Nobody talks about how hard it actually is to train for water polo properly. You're basically trying to be two different athletes at once.
I've been mulling this over since that killer dryland session earlier this week, and honestly, I don't think people outside the sport have any idea how strange the training demands really are.
You need a serious aerobic base,enough so that by February, you’re knocking out laps without even noticing. But then, you’ve also got to be strong enough to battle a 220-pound hole set who’s been doing this forever and isn’t giving up an inch. Those two needs? Totally different training plans. Figuring out how to build both, without one wrecking the other, is one of the toughest puzzles in sports if you ask me.

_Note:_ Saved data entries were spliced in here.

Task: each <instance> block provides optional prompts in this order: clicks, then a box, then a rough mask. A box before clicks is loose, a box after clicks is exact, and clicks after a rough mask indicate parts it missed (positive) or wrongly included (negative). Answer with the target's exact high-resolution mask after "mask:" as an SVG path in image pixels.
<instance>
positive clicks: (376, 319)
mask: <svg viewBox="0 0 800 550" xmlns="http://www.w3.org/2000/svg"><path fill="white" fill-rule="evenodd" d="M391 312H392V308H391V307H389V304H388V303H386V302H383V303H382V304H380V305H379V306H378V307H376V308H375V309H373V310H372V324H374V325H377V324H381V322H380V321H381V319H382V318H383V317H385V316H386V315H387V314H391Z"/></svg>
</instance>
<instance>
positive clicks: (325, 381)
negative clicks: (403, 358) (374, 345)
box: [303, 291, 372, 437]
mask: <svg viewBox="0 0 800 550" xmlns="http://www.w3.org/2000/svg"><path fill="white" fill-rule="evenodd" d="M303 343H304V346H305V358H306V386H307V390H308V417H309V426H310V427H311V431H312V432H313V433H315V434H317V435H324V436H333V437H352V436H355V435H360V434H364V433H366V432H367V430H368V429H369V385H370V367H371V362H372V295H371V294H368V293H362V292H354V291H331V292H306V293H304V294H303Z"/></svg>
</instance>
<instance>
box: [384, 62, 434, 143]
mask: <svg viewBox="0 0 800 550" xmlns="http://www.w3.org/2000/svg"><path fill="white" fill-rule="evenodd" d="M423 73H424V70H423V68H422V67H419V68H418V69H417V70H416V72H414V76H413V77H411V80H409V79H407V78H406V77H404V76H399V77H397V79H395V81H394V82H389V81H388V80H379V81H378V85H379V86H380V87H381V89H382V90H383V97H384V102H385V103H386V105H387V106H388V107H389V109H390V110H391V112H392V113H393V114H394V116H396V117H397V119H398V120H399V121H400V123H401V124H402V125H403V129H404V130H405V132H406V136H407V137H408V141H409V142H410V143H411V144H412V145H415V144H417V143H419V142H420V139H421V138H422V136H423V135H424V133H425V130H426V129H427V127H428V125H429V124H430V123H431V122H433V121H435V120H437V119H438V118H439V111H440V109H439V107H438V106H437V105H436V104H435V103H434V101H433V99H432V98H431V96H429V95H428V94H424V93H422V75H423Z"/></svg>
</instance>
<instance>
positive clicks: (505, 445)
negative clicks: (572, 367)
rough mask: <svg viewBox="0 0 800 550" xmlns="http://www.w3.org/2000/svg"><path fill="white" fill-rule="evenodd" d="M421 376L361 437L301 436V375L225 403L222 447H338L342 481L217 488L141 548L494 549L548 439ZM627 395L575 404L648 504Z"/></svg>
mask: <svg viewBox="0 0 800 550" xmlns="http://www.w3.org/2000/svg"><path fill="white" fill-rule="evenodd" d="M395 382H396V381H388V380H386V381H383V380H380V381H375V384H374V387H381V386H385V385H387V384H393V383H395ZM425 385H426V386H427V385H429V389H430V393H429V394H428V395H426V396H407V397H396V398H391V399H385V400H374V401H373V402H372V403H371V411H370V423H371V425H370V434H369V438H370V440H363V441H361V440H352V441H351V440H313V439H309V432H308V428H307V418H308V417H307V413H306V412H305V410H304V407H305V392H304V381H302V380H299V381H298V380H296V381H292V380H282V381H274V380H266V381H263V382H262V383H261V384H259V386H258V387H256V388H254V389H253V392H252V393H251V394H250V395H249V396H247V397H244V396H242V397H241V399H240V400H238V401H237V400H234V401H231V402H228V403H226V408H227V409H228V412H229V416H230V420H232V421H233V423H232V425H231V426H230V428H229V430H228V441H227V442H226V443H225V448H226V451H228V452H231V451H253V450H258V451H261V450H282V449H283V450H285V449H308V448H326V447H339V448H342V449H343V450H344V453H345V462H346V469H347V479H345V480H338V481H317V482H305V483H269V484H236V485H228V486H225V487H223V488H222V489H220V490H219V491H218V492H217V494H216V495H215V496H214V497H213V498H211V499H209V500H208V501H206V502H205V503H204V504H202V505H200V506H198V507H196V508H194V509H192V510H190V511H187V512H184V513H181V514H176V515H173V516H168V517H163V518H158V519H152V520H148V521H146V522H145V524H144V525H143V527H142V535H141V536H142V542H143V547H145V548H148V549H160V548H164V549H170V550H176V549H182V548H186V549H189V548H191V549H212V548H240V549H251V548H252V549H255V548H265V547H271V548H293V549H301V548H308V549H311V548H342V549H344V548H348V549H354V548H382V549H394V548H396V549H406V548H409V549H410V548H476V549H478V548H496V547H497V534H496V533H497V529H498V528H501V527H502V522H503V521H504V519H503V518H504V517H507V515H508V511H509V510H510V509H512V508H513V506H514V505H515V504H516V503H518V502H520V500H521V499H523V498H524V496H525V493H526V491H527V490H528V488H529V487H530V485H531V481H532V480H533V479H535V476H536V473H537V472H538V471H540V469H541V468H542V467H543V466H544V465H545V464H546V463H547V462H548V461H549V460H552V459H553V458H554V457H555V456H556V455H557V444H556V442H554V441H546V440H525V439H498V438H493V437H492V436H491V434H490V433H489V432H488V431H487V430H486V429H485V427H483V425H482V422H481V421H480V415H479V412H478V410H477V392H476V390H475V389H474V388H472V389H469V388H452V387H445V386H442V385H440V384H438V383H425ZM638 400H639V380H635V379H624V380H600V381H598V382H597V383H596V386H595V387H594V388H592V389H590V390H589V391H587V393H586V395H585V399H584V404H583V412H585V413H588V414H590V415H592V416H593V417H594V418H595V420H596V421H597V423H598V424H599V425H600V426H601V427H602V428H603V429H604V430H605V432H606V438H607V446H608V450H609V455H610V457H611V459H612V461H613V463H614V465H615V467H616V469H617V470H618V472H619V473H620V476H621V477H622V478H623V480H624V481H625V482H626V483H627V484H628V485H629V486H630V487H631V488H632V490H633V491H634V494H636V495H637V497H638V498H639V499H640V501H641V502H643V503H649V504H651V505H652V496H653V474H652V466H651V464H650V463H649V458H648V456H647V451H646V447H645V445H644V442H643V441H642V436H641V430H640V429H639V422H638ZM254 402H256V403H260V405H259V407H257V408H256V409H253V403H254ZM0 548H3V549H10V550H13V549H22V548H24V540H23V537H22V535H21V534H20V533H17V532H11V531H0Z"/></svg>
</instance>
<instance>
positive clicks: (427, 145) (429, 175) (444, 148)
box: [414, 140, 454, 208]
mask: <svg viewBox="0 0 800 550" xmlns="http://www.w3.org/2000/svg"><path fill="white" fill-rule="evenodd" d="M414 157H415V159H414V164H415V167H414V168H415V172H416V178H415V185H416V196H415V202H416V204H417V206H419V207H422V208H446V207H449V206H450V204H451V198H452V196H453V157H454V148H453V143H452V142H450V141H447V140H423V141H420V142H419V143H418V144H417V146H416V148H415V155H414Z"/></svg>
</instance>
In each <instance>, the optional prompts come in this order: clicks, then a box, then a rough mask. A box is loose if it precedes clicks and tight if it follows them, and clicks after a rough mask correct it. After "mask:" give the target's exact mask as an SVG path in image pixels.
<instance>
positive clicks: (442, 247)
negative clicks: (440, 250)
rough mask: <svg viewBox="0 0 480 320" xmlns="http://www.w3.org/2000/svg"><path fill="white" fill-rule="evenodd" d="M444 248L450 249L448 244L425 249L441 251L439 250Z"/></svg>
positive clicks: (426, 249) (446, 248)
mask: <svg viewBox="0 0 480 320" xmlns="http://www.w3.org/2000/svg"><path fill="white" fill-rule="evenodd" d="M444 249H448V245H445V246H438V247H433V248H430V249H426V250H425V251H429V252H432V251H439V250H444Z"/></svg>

The athletes who get it right, at least from what I’ve seen, aren’t always the most naturally gifted. A lot of the time, they’re the ones who actually periodize their training. October looks nothing like February, and the week before a big tournament looks nothing like either. If you just hammer the same routine all year—heavy lifts, endless swim sets, repeat ,you end up stuck on a plateau or, worse, breaking down when the games really matter.
And here’s the bit nobody talks about enough: recovery. Not just sleep or nutrition (though both definitely matter), but the whole package how much stress your body is handling from the pool, dryland, film study, tactical work, everything. The fastest improvers? They're not always the ones pushing hardest. They're just fresher, more often, than everyone else.
So I'm curious what’s the biggest training mistake you see players making, and how did you actually fix it?